We found an interesting analysis on Caesars Entertainment, Inc. (CZR) on the No Deep Dives Substack from jefke. Let’s break down the bullish view on CZR.
As of January 13th, CZR was trading at $32.07, with trailing and forward price-to-earnings ratios of 11.30 and 27.40, respectively. Caesars is a big name in the casino and hospitality world. Despite its strong fundamentals, the stock has seen some ups and downs, currently hitting yearly lows.
What makes CZR stand out? It’s expected to see a significant boost in free cash flow starting in 2025. This shift comes from lower capital expenditures and a growing digital segment that’s starting to add more to its earnings. The company plans to buy back shares once it reaches its leverage targets, likely by late 2024. They’ve already made a small buyback after selling a non-core asset, showing they are taking steps to boost shareholder value.

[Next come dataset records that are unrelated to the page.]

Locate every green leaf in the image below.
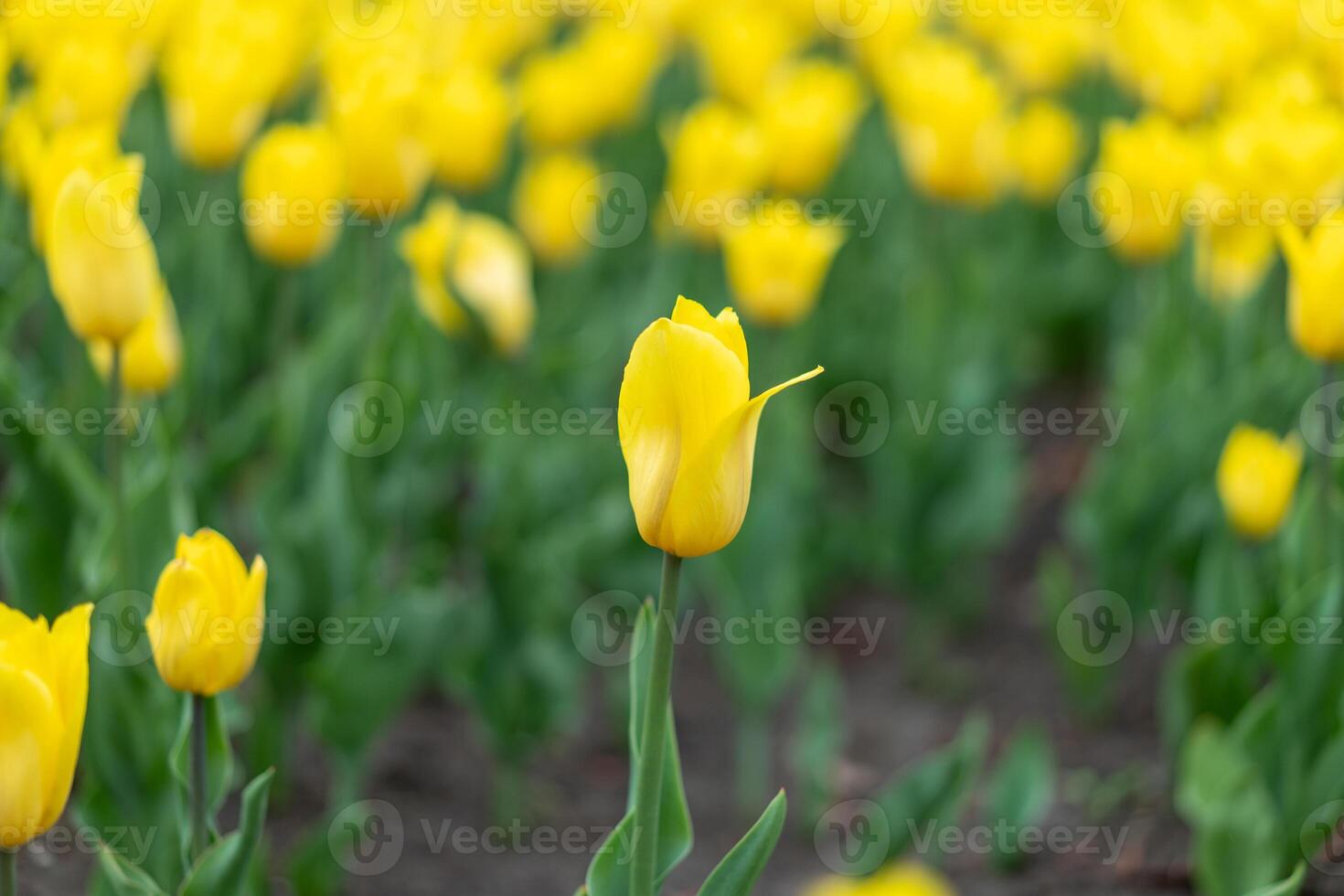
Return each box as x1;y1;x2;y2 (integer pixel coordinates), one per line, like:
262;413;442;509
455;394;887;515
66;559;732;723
586;602;694;896
98;844;168;896
699;790;789;896
987;728;1055;867
177;768;275;896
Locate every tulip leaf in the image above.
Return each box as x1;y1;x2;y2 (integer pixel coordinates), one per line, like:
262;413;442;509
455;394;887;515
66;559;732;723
169;698;234;854
177;768;275;896
699;790;789;896
98;844;168;896
587;602;694;896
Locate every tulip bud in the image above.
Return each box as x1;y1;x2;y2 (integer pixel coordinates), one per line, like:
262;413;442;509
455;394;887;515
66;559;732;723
1009;100;1082;206
0;603;92;849
514;153;601;264
1278;211;1344;364
89;284;181;395
1218;423;1302;540
617;298;821;558
47;155;160;343
723;200;844;326
761;59;867;194
240;125;346;267
145;529;266;698
426;66;515;191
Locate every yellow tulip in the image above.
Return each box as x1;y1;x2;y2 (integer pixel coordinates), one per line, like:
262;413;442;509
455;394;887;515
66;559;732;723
1278;209;1344;363
1009;100;1082;204
240;125;346;267
145;529;266;698
761;59;867;194
723;200;844;326
695;3;803;105
400;198;537;355
879;37;1009;206
514;153;603;264
667;100;774;244
47;155;160;343
89;286;181;395
618;297;821;558
1092;112;1207;263
0;603;92;849
1218;423;1302;540
426;66;515;191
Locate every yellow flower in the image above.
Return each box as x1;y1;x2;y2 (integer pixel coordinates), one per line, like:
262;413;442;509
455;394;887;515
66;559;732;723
618;298;821;558
723;200;844;326
145;529;266;698
761;59;867;194
879;37;1009;206
89;284;181;395
1089;112;1206;263
695;3;803;105
398;198;537;355
1218;423;1302;540
514;153;601;264
667;100;774;244
240;125;346;267
1278;209;1344;363
1009;100;1082;204
47;155;160;343
0;603;92;849
426;66;514;191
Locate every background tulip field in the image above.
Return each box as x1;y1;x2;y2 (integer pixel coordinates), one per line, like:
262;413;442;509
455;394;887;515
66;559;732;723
10;0;1344;896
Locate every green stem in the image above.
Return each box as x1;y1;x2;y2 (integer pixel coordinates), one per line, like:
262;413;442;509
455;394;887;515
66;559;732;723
103;343;134;589
0;849;19;896
630;553;681;896
191;695;209;861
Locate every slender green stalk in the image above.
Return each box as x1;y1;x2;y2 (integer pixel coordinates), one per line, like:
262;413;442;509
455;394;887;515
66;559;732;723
0;849;19;896
630;553;681;896
191;695;209;859
103;343;134;589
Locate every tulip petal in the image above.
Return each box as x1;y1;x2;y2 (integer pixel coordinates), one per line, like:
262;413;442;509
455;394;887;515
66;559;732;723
618;317;750;550
660;367;823;558
0;664;65;849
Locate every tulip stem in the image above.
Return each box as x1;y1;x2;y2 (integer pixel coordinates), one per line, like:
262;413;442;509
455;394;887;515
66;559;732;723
630;553;681;896
0;849;19;896
191;693;209;861
103;343;134;589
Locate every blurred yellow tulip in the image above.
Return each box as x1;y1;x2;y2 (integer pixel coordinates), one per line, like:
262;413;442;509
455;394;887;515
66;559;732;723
145;529;266;698
89;284;181;395
514;152;603;264
1008;100;1082;204
0;603;92;850
723;200;844;326
240;123;346;267
879;37;1010;206
426;66;515;191
47;155;160;343
695;0;804;105
760;59;867;194
617;297;821;558
398;198;537;355
1090;112;1207;263
666;100;774;244
1218;423;1302;541
1278;209;1344;363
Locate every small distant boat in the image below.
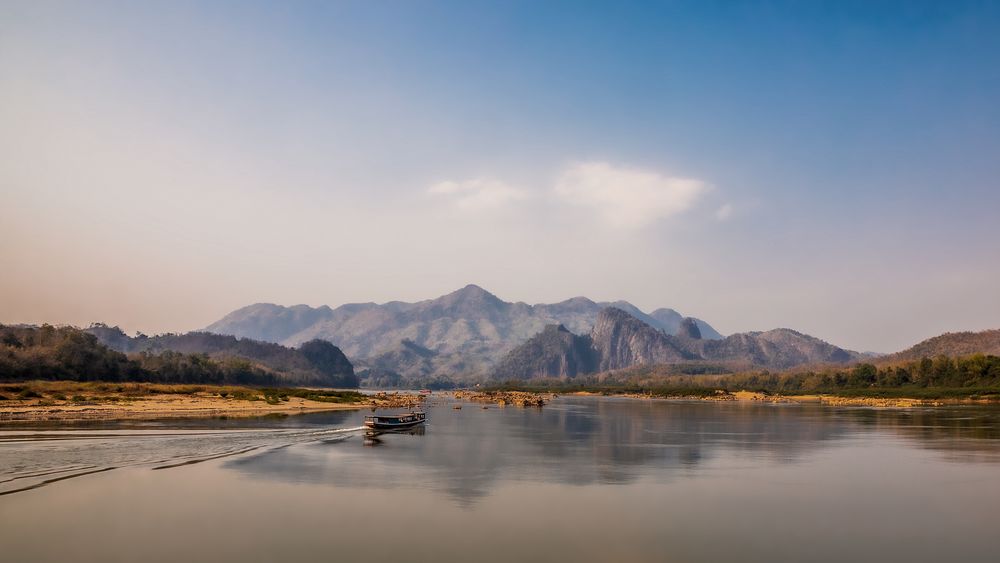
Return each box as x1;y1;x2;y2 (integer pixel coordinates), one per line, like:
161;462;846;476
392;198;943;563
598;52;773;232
365;412;427;430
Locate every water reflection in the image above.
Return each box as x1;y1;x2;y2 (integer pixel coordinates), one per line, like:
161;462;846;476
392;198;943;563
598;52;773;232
225;398;1000;506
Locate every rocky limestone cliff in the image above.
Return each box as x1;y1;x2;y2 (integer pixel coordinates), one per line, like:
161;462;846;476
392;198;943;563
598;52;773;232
490;325;597;381
590;307;696;371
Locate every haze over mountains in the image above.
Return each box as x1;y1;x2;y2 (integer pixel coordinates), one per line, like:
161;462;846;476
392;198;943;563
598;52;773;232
491;307;863;380
206;285;861;384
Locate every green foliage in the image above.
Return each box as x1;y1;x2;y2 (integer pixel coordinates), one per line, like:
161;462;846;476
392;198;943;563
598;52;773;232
493;354;1000;399
0;325;328;392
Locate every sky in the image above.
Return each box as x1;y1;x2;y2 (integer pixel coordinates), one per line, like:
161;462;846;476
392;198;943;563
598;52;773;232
0;0;1000;352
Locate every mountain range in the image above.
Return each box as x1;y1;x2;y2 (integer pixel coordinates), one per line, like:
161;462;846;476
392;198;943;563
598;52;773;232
83;324;358;387
490;307;863;380
205;285;722;381
878;329;1000;364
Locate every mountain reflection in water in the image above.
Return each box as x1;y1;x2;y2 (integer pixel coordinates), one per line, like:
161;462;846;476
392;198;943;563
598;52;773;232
224;397;1000;505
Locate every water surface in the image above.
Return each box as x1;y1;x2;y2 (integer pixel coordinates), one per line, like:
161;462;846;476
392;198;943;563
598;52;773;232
0;397;1000;561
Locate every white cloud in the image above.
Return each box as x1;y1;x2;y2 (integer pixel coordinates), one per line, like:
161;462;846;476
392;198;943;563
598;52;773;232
715;203;733;221
427;178;528;209
554;162;708;227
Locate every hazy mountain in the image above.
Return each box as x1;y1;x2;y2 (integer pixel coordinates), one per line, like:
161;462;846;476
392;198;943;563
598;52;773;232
206;285;718;378
84;324;358;387
878;329;1000;363
590;307;696;371
493;325;598;379
491;307;861;379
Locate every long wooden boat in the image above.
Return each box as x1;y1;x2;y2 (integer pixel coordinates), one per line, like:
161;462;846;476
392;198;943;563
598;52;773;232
365;412;427;430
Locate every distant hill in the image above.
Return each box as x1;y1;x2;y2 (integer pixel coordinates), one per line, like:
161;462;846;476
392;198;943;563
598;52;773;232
84;324;358;387
493;325;598;379
491;307;862;380
876;329;1000;364
0;325;357;387
205;285;721;381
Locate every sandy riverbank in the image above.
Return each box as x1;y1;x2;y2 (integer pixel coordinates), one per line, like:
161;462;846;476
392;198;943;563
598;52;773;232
571;390;1000;408
0;382;421;422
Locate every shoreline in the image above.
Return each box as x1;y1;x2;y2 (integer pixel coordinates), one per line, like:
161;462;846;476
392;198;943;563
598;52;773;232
0;381;422;424
0;395;370;424
564;391;1000;408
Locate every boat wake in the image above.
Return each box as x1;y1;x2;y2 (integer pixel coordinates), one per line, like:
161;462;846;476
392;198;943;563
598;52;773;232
0;426;364;496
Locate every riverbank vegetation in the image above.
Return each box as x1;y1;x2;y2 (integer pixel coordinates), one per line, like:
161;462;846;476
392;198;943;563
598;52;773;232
0;325;357;387
490;354;1000;400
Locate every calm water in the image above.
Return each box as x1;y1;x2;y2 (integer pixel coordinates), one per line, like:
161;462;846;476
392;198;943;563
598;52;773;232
0;398;1000;562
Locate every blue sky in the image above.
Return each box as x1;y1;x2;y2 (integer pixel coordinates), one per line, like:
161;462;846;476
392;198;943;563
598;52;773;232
0;0;1000;351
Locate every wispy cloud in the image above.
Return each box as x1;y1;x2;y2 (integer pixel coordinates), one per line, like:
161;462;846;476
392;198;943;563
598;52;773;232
553;162;708;227
427;178;528;209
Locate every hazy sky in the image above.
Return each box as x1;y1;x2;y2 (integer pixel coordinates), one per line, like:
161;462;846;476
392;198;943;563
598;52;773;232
0;0;1000;351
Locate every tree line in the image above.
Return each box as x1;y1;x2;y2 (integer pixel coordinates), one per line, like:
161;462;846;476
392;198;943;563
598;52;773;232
0;324;357;387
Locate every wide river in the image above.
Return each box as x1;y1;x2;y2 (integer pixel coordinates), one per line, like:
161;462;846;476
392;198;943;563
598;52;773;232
0;396;1000;563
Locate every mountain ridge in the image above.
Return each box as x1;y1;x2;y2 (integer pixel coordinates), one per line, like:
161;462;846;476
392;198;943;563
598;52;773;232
205;284;721;379
490;307;864;380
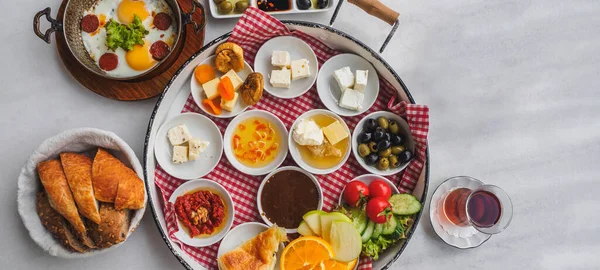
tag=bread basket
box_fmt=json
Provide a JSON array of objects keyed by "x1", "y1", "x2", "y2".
[{"x1": 17, "y1": 128, "x2": 148, "y2": 258}]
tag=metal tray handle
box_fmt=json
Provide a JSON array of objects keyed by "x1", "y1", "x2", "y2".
[{"x1": 329, "y1": 0, "x2": 400, "y2": 53}]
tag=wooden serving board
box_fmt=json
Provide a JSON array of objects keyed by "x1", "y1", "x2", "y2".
[{"x1": 55, "y1": 0, "x2": 206, "y2": 101}]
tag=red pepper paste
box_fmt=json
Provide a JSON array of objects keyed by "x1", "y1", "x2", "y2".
[{"x1": 175, "y1": 190, "x2": 225, "y2": 237}]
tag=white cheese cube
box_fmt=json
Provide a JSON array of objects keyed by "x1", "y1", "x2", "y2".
[
  {"x1": 354, "y1": 70, "x2": 369, "y2": 92},
  {"x1": 292, "y1": 59, "x2": 310, "y2": 81},
  {"x1": 333, "y1": 67, "x2": 354, "y2": 92},
  {"x1": 221, "y1": 92, "x2": 240, "y2": 112},
  {"x1": 269, "y1": 68, "x2": 292, "y2": 88},
  {"x1": 221, "y1": 69, "x2": 244, "y2": 91},
  {"x1": 173, "y1": 145, "x2": 188, "y2": 164},
  {"x1": 340, "y1": 88, "x2": 365, "y2": 111},
  {"x1": 202, "y1": 78, "x2": 221, "y2": 99},
  {"x1": 271, "y1": 51, "x2": 291, "y2": 67},
  {"x1": 167, "y1": 125, "x2": 192, "y2": 145},
  {"x1": 189, "y1": 139, "x2": 210, "y2": 160}
]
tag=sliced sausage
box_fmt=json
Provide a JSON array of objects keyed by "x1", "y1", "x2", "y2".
[
  {"x1": 154, "y1": 12, "x2": 171, "y2": 31},
  {"x1": 98, "y1": 53, "x2": 119, "y2": 71},
  {"x1": 81, "y1": 14, "x2": 100, "y2": 33},
  {"x1": 150, "y1": 40, "x2": 169, "y2": 61}
]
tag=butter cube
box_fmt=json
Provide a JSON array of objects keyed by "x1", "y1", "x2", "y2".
[
  {"x1": 333, "y1": 67, "x2": 354, "y2": 91},
  {"x1": 339, "y1": 88, "x2": 365, "y2": 111},
  {"x1": 354, "y1": 70, "x2": 369, "y2": 92},
  {"x1": 221, "y1": 69, "x2": 244, "y2": 91},
  {"x1": 292, "y1": 59, "x2": 310, "y2": 81},
  {"x1": 189, "y1": 139, "x2": 210, "y2": 160},
  {"x1": 167, "y1": 125, "x2": 192, "y2": 145},
  {"x1": 322, "y1": 121, "x2": 348, "y2": 145},
  {"x1": 221, "y1": 92, "x2": 240, "y2": 112},
  {"x1": 271, "y1": 51, "x2": 291, "y2": 67},
  {"x1": 202, "y1": 78, "x2": 220, "y2": 99},
  {"x1": 173, "y1": 145, "x2": 188, "y2": 164},
  {"x1": 269, "y1": 68, "x2": 292, "y2": 88}
]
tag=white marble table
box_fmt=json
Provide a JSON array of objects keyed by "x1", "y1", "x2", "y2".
[{"x1": 0, "y1": 0, "x2": 600, "y2": 270}]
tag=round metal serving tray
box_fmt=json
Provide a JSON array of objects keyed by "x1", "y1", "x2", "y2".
[{"x1": 143, "y1": 15, "x2": 429, "y2": 269}]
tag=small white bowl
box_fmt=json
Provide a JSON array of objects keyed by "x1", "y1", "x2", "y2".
[
  {"x1": 190, "y1": 55, "x2": 253, "y2": 118},
  {"x1": 256, "y1": 166, "x2": 323, "y2": 233},
  {"x1": 338, "y1": 174, "x2": 400, "y2": 205},
  {"x1": 352, "y1": 111, "x2": 415, "y2": 175},
  {"x1": 169, "y1": 179, "x2": 235, "y2": 247},
  {"x1": 223, "y1": 110, "x2": 288, "y2": 175},
  {"x1": 254, "y1": 36, "x2": 319, "y2": 98},
  {"x1": 154, "y1": 113, "x2": 223, "y2": 180},
  {"x1": 288, "y1": 109, "x2": 352, "y2": 174},
  {"x1": 317, "y1": 53, "x2": 379, "y2": 116}
]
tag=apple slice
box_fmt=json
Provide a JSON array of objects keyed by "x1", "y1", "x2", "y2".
[
  {"x1": 329, "y1": 221, "x2": 362, "y2": 262},
  {"x1": 321, "y1": 212, "x2": 352, "y2": 242},
  {"x1": 298, "y1": 221, "x2": 317, "y2": 236},
  {"x1": 302, "y1": 210, "x2": 326, "y2": 236}
]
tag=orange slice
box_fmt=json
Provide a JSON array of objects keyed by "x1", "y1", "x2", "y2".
[{"x1": 279, "y1": 236, "x2": 335, "y2": 270}]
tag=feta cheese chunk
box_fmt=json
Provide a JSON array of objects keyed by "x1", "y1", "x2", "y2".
[
  {"x1": 269, "y1": 68, "x2": 292, "y2": 88},
  {"x1": 323, "y1": 121, "x2": 348, "y2": 145},
  {"x1": 202, "y1": 78, "x2": 221, "y2": 99},
  {"x1": 221, "y1": 92, "x2": 240, "y2": 112},
  {"x1": 339, "y1": 88, "x2": 365, "y2": 111},
  {"x1": 189, "y1": 139, "x2": 210, "y2": 160},
  {"x1": 292, "y1": 119, "x2": 324, "y2": 145},
  {"x1": 173, "y1": 145, "x2": 188, "y2": 164},
  {"x1": 221, "y1": 69, "x2": 244, "y2": 91},
  {"x1": 292, "y1": 59, "x2": 310, "y2": 81},
  {"x1": 271, "y1": 51, "x2": 291, "y2": 67},
  {"x1": 354, "y1": 70, "x2": 369, "y2": 92},
  {"x1": 333, "y1": 67, "x2": 354, "y2": 91},
  {"x1": 167, "y1": 125, "x2": 192, "y2": 145}
]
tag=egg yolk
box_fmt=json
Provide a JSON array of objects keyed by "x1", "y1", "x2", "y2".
[
  {"x1": 125, "y1": 41, "x2": 156, "y2": 71},
  {"x1": 117, "y1": 0, "x2": 149, "y2": 24}
]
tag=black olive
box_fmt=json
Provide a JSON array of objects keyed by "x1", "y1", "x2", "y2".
[
  {"x1": 364, "y1": 118, "x2": 377, "y2": 132},
  {"x1": 377, "y1": 140, "x2": 392, "y2": 151},
  {"x1": 296, "y1": 0, "x2": 312, "y2": 10},
  {"x1": 358, "y1": 132, "x2": 373, "y2": 143},
  {"x1": 398, "y1": 150, "x2": 412, "y2": 163},
  {"x1": 317, "y1": 0, "x2": 329, "y2": 9},
  {"x1": 390, "y1": 134, "x2": 402, "y2": 145},
  {"x1": 373, "y1": 127, "x2": 385, "y2": 142},
  {"x1": 365, "y1": 153, "x2": 379, "y2": 165}
]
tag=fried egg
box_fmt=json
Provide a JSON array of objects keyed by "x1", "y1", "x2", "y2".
[{"x1": 81, "y1": 0, "x2": 177, "y2": 77}]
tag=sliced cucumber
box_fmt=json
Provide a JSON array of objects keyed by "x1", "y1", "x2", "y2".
[
  {"x1": 381, "y1": 215, "x2": 398, "y2": 234},
  {"x1": 360, "y1": 220, "x2": 375, "y2": 243},
  {"x1": 350, "y1": 208, "x2": 369, "y2": 234},
  {"x1": 389, "y1": 194, "x2": 421, "y2": 215},
  {"x1": 371, "y1": 223, "x2": 383, "y2": 239}
]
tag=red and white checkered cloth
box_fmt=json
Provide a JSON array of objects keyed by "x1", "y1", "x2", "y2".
[{"x1": 154, "y1": 7, "x2": 429, "y2": 269}]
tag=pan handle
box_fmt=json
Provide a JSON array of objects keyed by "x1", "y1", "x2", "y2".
[
  {"x1": 329, "y1": 0, "x2": 400, "y2": 53},
  {"x1": 33, "y1": 7, "x2": 62, "y2": 44},
  {"x1": 181, "y1": 0, "x2": 206, "y2": 34}
]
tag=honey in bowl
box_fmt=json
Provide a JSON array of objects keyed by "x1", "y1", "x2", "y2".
[
  {"x1": 296, "y1": 114, "x2": 350, "y2": 169},
  {"x1": 231, "y1": 117, "x2": 281, "y2": 168}
]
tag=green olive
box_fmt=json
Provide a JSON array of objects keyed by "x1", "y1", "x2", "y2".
[
  {"x1": 235, "y1": 0, "x2": 248, "y2": 13},
  {"x1": 378, "y1": 148, "x2": 392, "y2": 157},
  {"x1": 218, "y1": 0, "x2": 233, "y2": 14},
  {"x1": 377, "y1": 158, "x2": 390, "y2": 170},
  {"x1": 390, "y1": 120, "x2": 400, "y2": 134},
  {"x1": 377, "y1": 116, "x2": 390, "y2": 130},
  {"x1": 388, "y1": 155, "x2": 400, "y2": 168},
  {"x1": 392, "y1": 145, "x2": 404, "y2": 155},
  {"x1": 358, "y1": 143, "x2": 371, "y2": 157}
]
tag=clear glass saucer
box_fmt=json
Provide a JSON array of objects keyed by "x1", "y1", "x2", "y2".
[{"x1": 429, "y1": 176, "x2": 492, "y2": 249}]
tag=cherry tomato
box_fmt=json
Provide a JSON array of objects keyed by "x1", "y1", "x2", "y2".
[
  {"x1": 369, "y1": 180, "x2": 392, "y2": 200},
  {"x1": 343, "y1": 180, "x2": 369, "y2": 207},
  {"x1": 366, "y1": 197, "x2": 392, "y2": 223}
]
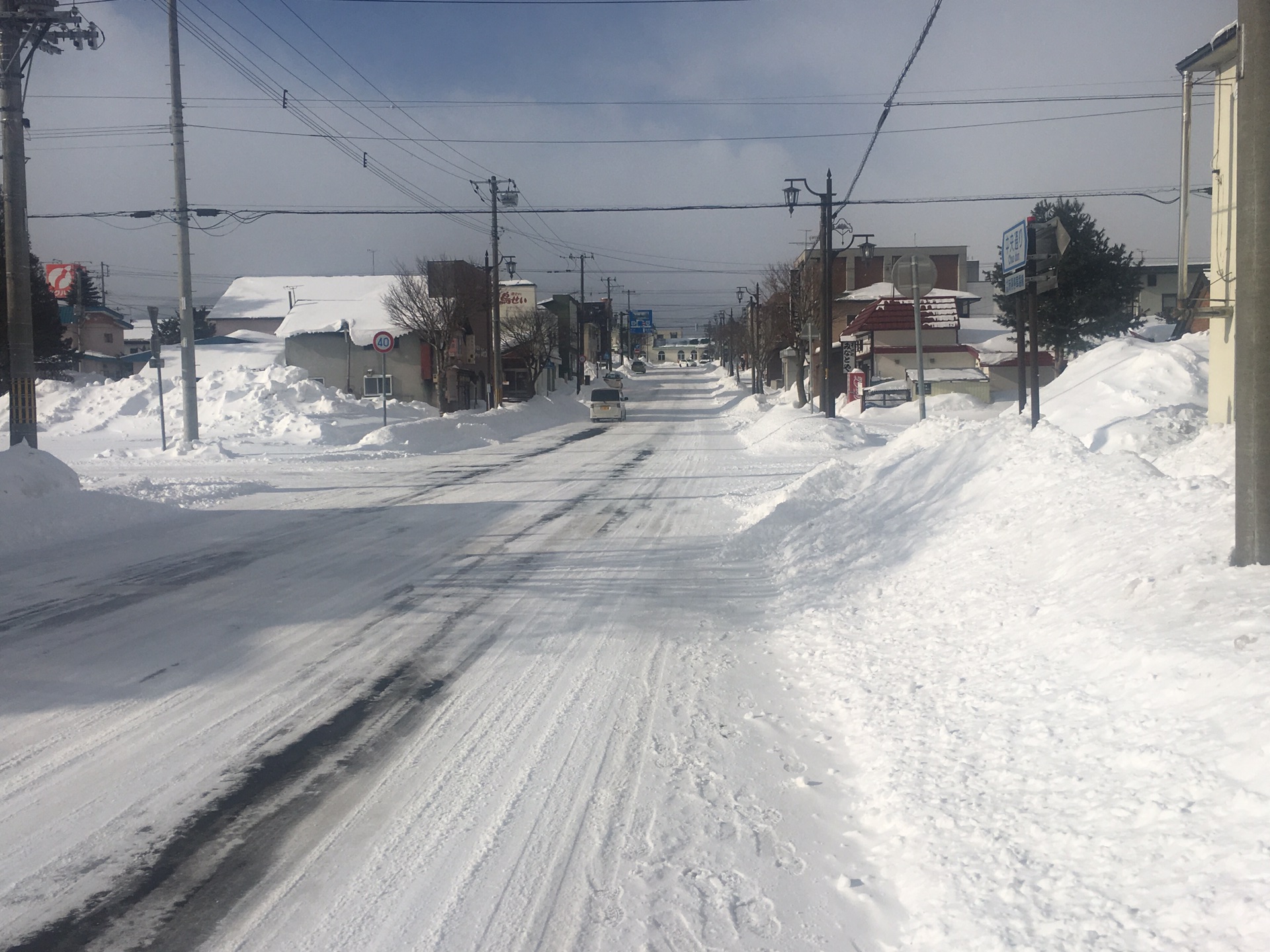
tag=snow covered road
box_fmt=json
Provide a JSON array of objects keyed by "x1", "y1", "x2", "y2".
[{"x1": 0, "y1": 371, "x2": 873, "y2": 952}]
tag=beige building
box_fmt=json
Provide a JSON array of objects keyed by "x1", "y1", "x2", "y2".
[{"x1": 1177, "y1": 23, "x2": 1240, "y2": 422}]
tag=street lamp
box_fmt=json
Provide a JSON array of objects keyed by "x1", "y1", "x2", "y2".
[
  {"x1": 785, "y1": 179, "x2": 805, "y2": 218},
  {"x1": 737, "y1": 283, "x2": 763, "y2": 393},
  {"x1": 784, "y1": 170, "x2": 849, "y2": 416}
]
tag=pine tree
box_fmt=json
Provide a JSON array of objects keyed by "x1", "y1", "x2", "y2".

However, the market isn’t fully convinced yet. Despite positive developments, investor sentiment still lags behind the company’s improving situation. The stock’s decline has influenced some investors’ views, leading to more uncertainty. This creates an interesting situation: even as fundamentals improve, the stock price drop seems to weigh on perceptions of value.
Currently, CZR is not among the 30 most popular stocks with hedge funds. By the end of the third quarter, 67 hedge funds held CZR, up from 54 in the previous quarter. While we see potential in CZR, we believe there are AI stocks that might offer better returns in a shorter time. If you’re interested in promising AI investments that trade at attractive earnings multiples, check out our report on the cheapest AI stocks.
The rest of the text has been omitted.